The State Bar of Texas, the Texas Access to Justice Commission, the American Bar Association, and others proudly support National Pro Bono Celebration Week (October 21-27). Pro Bono week is an opportunity to educate the public about the good work the legal community does to improve the lives of vulnerable Texans and to encourage more individuals to get involved in pro bono support of the legal system. During the week we will feature stories of pro bono volunteers.

Jacqueline B. Williams is the owner and lead attorney at J.B. Williams in Allen. She practices in the areas of family law, juvenile justice, personal injury, and contract law.

What kind of pro bono work do you do and how long have you been doing it?
I’ve been taking pro bono cases through Legal Aid of NorthWest Texas since 2000. Prior to that, I volunteered only at clinics in Dallas. I’ve tried to continue attending clinics to help out since that time and to try to attend one clinic each month. I’ve generally handled family law matters, everything from divorces and custody modifications to child support and wills. Over the years I have felt more confident in handling matters involving family violence.

What have you learned from doing pro bono?
There are always people who need assistance but cannot afford an attorney to assist them. Sometimes their matters are fairly simple (at least for attorneys) and other times they are extremely complicated. But I feel that every matter I have handled has allowed the client to be fairly represented and has provided him or her with the security that someone was on his or her side. I’ve met people at their worst time, and for those through Legal Aid, at their worst financial time as well. Nearly every client I’ve spoken with at the clinics has been extremely happy and courteous. And I’ve sometimes heard back from some of the them as they have moved forward in life and things have improved for them—little cards or emails telling me that they are so happy to be past that point and to thank me for my time. It’s a wonderful feeling giving back to individuals and their families.

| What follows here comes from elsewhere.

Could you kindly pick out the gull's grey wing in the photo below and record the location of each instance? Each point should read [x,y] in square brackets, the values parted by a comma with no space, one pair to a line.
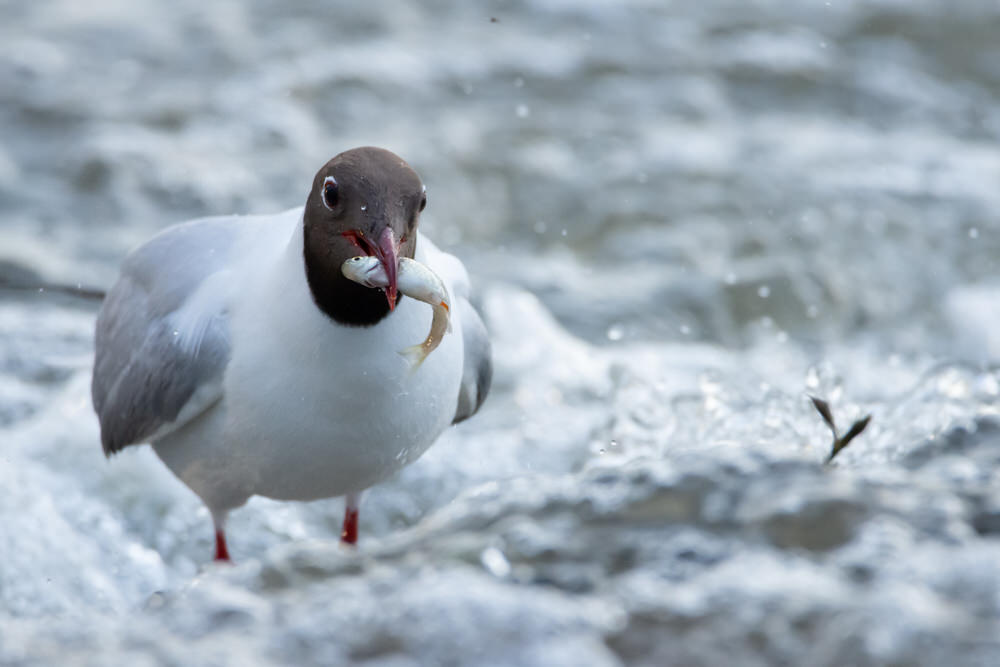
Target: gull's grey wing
[478,370]
[162,342]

What is your favorite pro bono story?
My favorite was a case where the client went to a clinic for assistance only after her mother insisted. I could tell at the initial meeting when I agreed to handle the matter that she was considering returning to the marriage situation. I was able to express my concern after listening to a lot of details, spending more time than with most clients for the initial interview. When the client left, she was willing to move forward and file for the divorce. While the case was pending there were several incidents, and the client would call me panicked and ready to back down but always ended the calls feeling better and wanting to move forward. The family had tried for years to get her to walk away but the lack of finances and fears had held her hostage. She sent me a beautiful card after and thanked me for providing her the support and strength she needed. I had that card tacked on my board for years to remind me that sometimes they just need to know that someone they’ve never met believes in them and is willing to help them get free.